Disney teen actress and pop star Miley Cyrus welcomed the month of March 2012 with a “blasphemous” tweet. She accompanied the word “beautiful” with a picture of a quote by Theoretical Physicist Laurence Krauss that included the phrases:
"You are all stardust. You couldn't be here if stars hadn't exploded, because the elements (carbon, nitrogen, oxygen, all the things that matter for evolution) weren't created at the beginning of time. They were created in stars. So forget Jesus. Stars died so you can live."
Cyrus received a backlash from some fans and followers who previously thought that she was a Christian. Those who accused her of ditching Jesus for fame were shocked by the bold tweet which did not complement her child star, good girl and role model image. Of all the phrases in the whole quote, the most shocking was:
“So forget Jesus. Stars died so you can live."
The rage from those who thought her tweet was “blasphemous” and anti-Christian did not make Miley apologise or back down. Six days after the tweet, she responded to the criticism by tweeting:
"How can people take the love out of science and bring hate into religion so easily?"
"It makes me sad to think the world is this way. Like Einstein says “Science without religion is lame. Religion without science is blind.”"
Challenging religious beliefs
The backlash against Cyrus offers an interesting case study to those who have studied in the Arts and social sciences. The word “blasphemy” has to be put in quotation marks in the same way as as “race”, “beautiful”, “sexy” and other qualities since it is regarded as a “floating signifier”.

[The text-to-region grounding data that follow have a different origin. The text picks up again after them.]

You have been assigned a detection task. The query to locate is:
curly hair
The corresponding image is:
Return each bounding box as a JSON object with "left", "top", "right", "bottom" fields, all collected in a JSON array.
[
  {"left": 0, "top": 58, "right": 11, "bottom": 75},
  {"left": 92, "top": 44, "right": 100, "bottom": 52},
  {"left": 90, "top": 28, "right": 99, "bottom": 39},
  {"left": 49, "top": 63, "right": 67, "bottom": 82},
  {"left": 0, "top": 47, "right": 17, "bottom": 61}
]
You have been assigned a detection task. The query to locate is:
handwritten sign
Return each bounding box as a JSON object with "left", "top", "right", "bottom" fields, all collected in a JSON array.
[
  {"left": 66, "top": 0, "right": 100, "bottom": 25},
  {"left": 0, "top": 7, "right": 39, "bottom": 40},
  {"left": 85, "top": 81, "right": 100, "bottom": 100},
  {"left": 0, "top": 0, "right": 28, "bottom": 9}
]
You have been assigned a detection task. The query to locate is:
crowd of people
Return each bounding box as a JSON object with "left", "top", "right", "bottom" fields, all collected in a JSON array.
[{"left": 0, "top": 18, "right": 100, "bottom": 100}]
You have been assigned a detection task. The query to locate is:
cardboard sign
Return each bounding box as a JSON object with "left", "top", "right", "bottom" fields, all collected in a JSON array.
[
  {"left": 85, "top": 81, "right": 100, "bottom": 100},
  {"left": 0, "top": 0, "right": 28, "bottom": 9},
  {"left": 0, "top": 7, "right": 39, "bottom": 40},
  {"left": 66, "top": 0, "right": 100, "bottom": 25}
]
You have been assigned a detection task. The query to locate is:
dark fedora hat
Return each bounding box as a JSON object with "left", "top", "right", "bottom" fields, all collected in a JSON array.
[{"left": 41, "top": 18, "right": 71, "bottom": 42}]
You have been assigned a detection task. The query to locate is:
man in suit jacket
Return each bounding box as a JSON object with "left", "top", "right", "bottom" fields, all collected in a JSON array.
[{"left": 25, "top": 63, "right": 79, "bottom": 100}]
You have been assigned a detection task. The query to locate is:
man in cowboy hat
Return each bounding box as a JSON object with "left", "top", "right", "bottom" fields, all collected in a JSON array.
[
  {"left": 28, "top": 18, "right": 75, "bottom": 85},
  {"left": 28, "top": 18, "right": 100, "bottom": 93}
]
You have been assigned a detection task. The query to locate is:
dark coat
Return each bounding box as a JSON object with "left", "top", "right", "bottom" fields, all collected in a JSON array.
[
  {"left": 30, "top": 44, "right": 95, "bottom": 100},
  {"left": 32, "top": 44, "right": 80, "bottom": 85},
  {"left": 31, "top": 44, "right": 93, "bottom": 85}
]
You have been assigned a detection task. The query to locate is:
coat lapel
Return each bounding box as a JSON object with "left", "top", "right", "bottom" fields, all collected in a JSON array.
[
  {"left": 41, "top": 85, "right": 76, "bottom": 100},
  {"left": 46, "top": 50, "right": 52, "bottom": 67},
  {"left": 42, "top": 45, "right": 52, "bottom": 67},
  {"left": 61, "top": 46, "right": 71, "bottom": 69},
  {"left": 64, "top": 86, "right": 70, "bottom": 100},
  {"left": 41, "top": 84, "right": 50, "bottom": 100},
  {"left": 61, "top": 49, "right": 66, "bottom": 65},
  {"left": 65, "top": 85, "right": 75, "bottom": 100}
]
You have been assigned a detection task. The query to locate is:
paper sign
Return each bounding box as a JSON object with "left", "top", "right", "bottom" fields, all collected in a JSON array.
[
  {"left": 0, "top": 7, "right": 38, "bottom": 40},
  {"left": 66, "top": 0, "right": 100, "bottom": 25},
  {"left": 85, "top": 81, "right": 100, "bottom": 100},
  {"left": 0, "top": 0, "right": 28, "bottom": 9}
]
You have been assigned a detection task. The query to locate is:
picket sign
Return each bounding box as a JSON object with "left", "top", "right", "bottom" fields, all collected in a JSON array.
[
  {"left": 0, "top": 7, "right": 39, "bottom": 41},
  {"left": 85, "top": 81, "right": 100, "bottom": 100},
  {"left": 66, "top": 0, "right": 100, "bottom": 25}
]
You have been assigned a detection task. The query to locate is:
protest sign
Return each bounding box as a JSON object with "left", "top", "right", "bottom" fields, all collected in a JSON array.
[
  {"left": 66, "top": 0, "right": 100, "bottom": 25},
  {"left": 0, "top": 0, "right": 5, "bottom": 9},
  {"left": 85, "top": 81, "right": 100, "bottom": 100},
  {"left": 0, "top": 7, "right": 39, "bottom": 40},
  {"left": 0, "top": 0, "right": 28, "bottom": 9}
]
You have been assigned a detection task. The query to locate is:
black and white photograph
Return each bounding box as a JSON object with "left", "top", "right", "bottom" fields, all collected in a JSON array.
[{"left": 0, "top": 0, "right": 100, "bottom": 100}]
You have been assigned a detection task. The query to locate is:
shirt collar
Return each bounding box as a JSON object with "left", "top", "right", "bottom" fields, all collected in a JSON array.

“Blasphemy” qualifies as a floating signifier because it depends on who defines it, what the term means to different religions and how it changes over time. The meaning of the word and those above depend on the context and what is acceptable to society. Floating signifiers, as is evident in cultural theorist Stuart Hall’s studies of race, is any term that does not have a stable agreed-upon meaning, changes over time and depends on who is defining it, where and when.
Not all fans slated Cyrus's religious tweets. Some praised her for being bold enough to challenge Christian beliefs and some said they respected her more since the tweet showed a sign of maturity and intelligence. She received props from humanists, atheists, scientists or just general believers in freedom of speech. Some comments included:
“As usual religious people want freedom to believe in what they want, but as soon as someone says or quotes something they don't agree with they freak out. Miley Cyrus is kind of becoming awesome...”- Anthony Witkoski.
“As a secular humanist, I'm liking miley Cyrus more and more. I have a feeling she will be a great role model in the future for fellow free thinkers :)”- Nick John Hobbs.
“I now actually respect her. I hope she stands by what she said. Don't let a braindead fanbase bully you around, Miley”-Joseph Kowalski.
Social media: a saviour for nonconformists
Social media is a saviour to nonconformists such as Cyrus because it is faster and there is no need to get permission from anyone before publishing something. The duration process to publication is shortened. Instead of waiting to find a space on television, radio or print, one can publish in a second. It would have been difficult for her to express herself or respond quickly in legacy media. However, due to the benefits of social media, she is able to say anything she wants at an instant.
"God doesn't exist".
In a country like Indonesia where one can face up to five years of jail time for “blaspheming” against Islam, he would not have had the opportunity to express his views because he would have to first go through a long channel to have his views approved for legacy media.
Nonetheless, even with social media and laws that encourage freedom of speech, religion is still more popular that anti-religion on social media. While searches like Jesus on Facebook’s search page show numerous results with more than a million followers, searches like “atheism” or “atheist” show no single result with more than quarter a million likes. In fact, the most famous one, Atheism, does not even have quarter a million likes.
You would think that in the year 2012, full of science, reason, freedom of speech, right to religion, a move towards tolerence and diversity, no one would be bashed for having a certain view. However, Miley's case proves that as much as the world can change and technology becomes more and more advanced, traditional religious beliefs and well-established ideologies are not easy to shake. The backlash shows that while some might see social media as a platform to practise freedom, some wil hate it for challenging popular beliefs.
This incident also means that certain celebrities are expected by their fans to live according to certain values. Fans of Cyrus expect her to follow Christian beliefs and any conduct that puts her in the "good girl" category. But the question remains. Aren't we being hypocrites for being pro-freedom but failing to allow people to live their lives the way they want to? Why do we have to promote the "Be Yourself" principle but bash who are themselves?